Juil 08

ASN : UN PROJET DE DÉCISION QUI DÉROGE ET QUI DÉRANGE

ANCCLILe 5 juillet s’est tenue l’ultime réunion du groupe d’expertise pluraliste de l’association nationale des CLI sur la cuve de l’EPR de Flamanville. L’ordre du jour a attiré beaucoup de monde. Les débats ont été riches. Mais force est de constater que le dénouement n’a pas été à la hauteur des espérances de ceux et celles qui s’investissent dans la surveillance citoyenne des installations nucléaires.

On est arrivé hier à la fin d’un long processus initié en décembre 2015 à l’initiative du Président de l’ANCCLI [1]. Alors que la crise de la cuve de l’EPR atteignait une dimension inconnue jusque-là, Jean-Claude Delalonde a proposé en effet la constitution d’une instance de dialogue :
« Pour traiter ce dossier au niveau exceptionnel qui est le sien dans des conditions permettant le respect de la confidentialité et la sérénité de l’instruction, l’ANCCLI recommande la mise en place d‘un groupe d’expertise pluraliste dédié à l’examen de ce dossier. Ce dispositif a fait ses preuves dans le passé pour traiter des dossiers qui, même si les sujets et les contextes étaient différents, présentaient les mêmes besoins de réponse à des problématiques complexes et relativement inédites dans des situations de controverse [2]. »

Et c’est bien ce qui a eu lieu au fil de nombreuses réunions et d’un dialogue constant entre la société civile d’une part et l’Autorité de contrôle d’autre part. Chaque semestre des journées de débat ont été organisées pour permettre à l’ASN et l’IRSN de présenter l’instruction de ce dossier très complexe en présence de l’industriel et du maitre d’ouvrage.
Il faut bien reconnaître que ce qui s’est passé est inédit. Jamais autant de personnes n’ont pu bénéficier d’un tel niveau d’information et d’explication. Incontestablement un pas non négligeable a été franchi en termes de transparence. Dix ans après le vote de la Loi TSN on a même pu croire un temps que le Pont Levis de la forteresse nucléaire commençait à s’abaisser.
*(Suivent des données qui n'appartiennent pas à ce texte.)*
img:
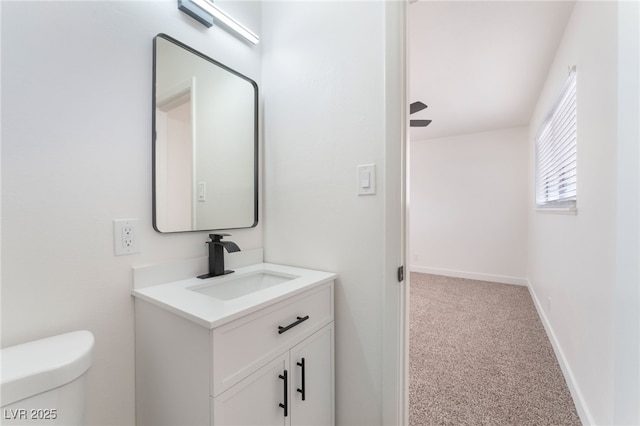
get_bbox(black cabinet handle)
[278,315,309,334]
[296,358,305,401]
[278,370,289,417]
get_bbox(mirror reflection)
[153,34,258,232]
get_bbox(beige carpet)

Mais avec le nucléaire, les choses sont toujours plus complexes qu’il n’y paraît. La possibilité d’accéder à l’information est une chose, la capacité à s’en saisir en est une autre. Et c’est bien là que le bât blesse. La grande masse des informations qui ont été communiquées ne pouvait déboucher sur aucune procédure au vu de la législation en vigueur. Pour l’essentiel les « écarts » présentés par les dossiers et autres courriers vieux d’une dizaine d’année sont aujourd’hui prescrits.
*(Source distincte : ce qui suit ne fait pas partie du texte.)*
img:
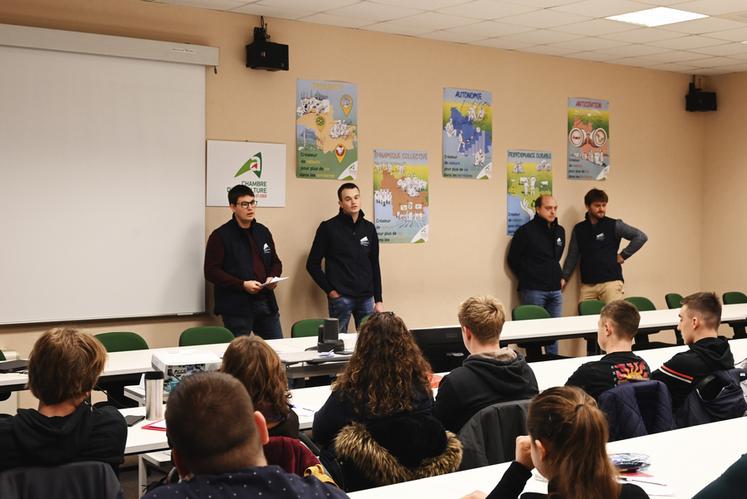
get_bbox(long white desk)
[350,418,747,499]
La société civile a appris ce qui s’est passé, vu l’impuissance de l’Autorité de contrôle pour rappeler à la règle un industriel pas toujours très scrupuleux et on a pu évaluer l’ampleur de l’irrégularité… tel un historien face à son carton d’archives.
Pour le reste rien n’a réellement changé. La position des opposants au nucléaire reste la même. Celle d’un spectateur auquel d’aucuns donnent le droit d’exprimer son indignation mais qui ne peut aucunement agir sur ce qui se passe devant ses yeux.
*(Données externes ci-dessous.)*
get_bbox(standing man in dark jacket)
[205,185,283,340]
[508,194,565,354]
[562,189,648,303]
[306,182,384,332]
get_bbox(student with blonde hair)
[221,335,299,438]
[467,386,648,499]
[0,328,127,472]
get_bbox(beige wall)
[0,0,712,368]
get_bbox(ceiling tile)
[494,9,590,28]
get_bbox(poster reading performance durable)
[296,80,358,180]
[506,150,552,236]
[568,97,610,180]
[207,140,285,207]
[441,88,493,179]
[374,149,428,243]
Si le rideau de fer a été levé, aucune porte ne s’est pas réellement ouverte. La distinction demeure entre ceux qui sont dans la boutique et ceux qui au mieux peuvent apercevoir ce qui se passe devant. Et l’on touche donc aux limites du « dialogue technique ». Tou(te)s ne disposent pas du même niveau d’information et seuls certains sont effectivement en capacité de décider… ou plutôt de peser sur la décision. On discute, on cause, mais le pouvoir est ailleurs.
Au mieux le dialogue technique a pu peser à la marge sur la procédure. Entre décembre 2015 et avril 2017, le programme d’investigation a été renforcé. L’industriel a été contraint de sacrifier une troisième calotte pour établir l’ampleur des ségrégations majeures positives dans les équipements forgés. De nouveaux bureaux d’étude ont été sollicités et la démarche soumise à la surveillance d’un organisme de certification. La démarche a été consolidée.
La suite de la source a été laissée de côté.